# Why I get AttributeError: 'float' object has no attribute '3f'?

I am getting this error:

AttributeError: 'float' object has no attribute '3f'


I don't understand why I am getting it, I am following the example straight from the book "applied text analysis"

The chunk of code in python is:

total = sum(words.values())
for gender, count in words.items():
pcent = (count / total) * 100
nsents = sents[gender]
print(
"{0.3f}% {} ({} sentences)".format(pcent, gender, nsents)
)


I see that pcent clearly will return a float, why the author tries to apply .3f what am I missing?

• Weird🤔;Try this :.3f.format() Author is limiting the decimals precision. – Aditya Dec 10 '19 at 2:44
• wow, it works! Is the ':' always required for this formatting? why the author has a mistake on the very first example of the book?? – Chicago1988 Dec 10 '19 at 2:48
• It's not a mistake, thing's change with time but book's don't necessarily reflect that! – Aditya Dec 10 '19 at 2:49
• out of curiosity would this have worked in python 2? – Chicago1988 Dec 10 '19 at 3:04
• I am not actually sure but in very early days Python had introduced % formatting (similar to C/C++ etc), after that in Py2.x they introduced string formatting (the example you have imho) and then in Py3.6+ they introduced the f-strings! Prefer fstrings always unless you are logging something where that string formatting comes more handy! – Aditya Dec 10 '19 at 3:11

  print(
"{:.3f}% {} ({} sentences)".format(pcent, gender, nsents)
)


Refer the latest docs for more examples and check the Py version!

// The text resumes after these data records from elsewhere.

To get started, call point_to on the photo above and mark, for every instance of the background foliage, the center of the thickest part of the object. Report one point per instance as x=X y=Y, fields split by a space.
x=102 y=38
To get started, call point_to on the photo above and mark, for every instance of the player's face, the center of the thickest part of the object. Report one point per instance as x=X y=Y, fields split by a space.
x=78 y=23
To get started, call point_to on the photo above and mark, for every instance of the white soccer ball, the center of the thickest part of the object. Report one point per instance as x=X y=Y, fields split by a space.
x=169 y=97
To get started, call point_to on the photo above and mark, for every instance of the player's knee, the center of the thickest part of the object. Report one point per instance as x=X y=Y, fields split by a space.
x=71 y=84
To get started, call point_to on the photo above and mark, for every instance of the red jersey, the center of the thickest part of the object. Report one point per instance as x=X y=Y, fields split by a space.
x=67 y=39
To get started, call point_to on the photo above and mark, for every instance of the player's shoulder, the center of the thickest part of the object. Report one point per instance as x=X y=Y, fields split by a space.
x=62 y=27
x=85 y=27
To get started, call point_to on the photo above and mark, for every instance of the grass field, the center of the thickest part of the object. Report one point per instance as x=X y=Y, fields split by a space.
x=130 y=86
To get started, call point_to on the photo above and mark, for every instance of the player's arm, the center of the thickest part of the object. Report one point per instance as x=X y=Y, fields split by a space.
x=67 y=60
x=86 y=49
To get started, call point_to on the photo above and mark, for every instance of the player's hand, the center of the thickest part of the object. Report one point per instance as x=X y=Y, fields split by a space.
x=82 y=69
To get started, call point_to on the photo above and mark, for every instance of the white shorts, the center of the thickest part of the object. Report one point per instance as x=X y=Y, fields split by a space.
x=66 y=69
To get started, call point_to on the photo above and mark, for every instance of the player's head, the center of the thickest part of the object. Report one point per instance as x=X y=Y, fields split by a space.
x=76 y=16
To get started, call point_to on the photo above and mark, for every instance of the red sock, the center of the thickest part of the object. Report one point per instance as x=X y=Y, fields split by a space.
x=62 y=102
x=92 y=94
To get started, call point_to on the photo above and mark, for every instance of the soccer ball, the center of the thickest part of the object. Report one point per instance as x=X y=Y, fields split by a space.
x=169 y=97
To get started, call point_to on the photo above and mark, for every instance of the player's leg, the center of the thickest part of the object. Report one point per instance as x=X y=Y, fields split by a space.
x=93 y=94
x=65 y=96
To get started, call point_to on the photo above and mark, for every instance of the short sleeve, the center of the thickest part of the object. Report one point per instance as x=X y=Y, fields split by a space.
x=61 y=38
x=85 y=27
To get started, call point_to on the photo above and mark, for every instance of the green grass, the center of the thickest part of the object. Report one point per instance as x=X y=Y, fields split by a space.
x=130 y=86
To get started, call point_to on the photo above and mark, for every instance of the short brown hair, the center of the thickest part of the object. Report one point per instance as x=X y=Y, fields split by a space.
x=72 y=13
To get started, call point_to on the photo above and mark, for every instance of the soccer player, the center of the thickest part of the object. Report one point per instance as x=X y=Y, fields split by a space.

• Well, to be honest I thought the book was the 'latest doc' so far, it was written only last year! – Chicago1988 Dec 10 '19 at 3:14
• It will soon be 2 years old then.. – Aditya Dec 10 '19 at 3:23

You could also use {:.3%} instead of {:.3f}%.

It will transform the value into percentages automatically. That means "{:.3%}".format(0.3) will print "30%" while you have to write "{:.3f}%".format(0.3 * 100) to get "30%" as well.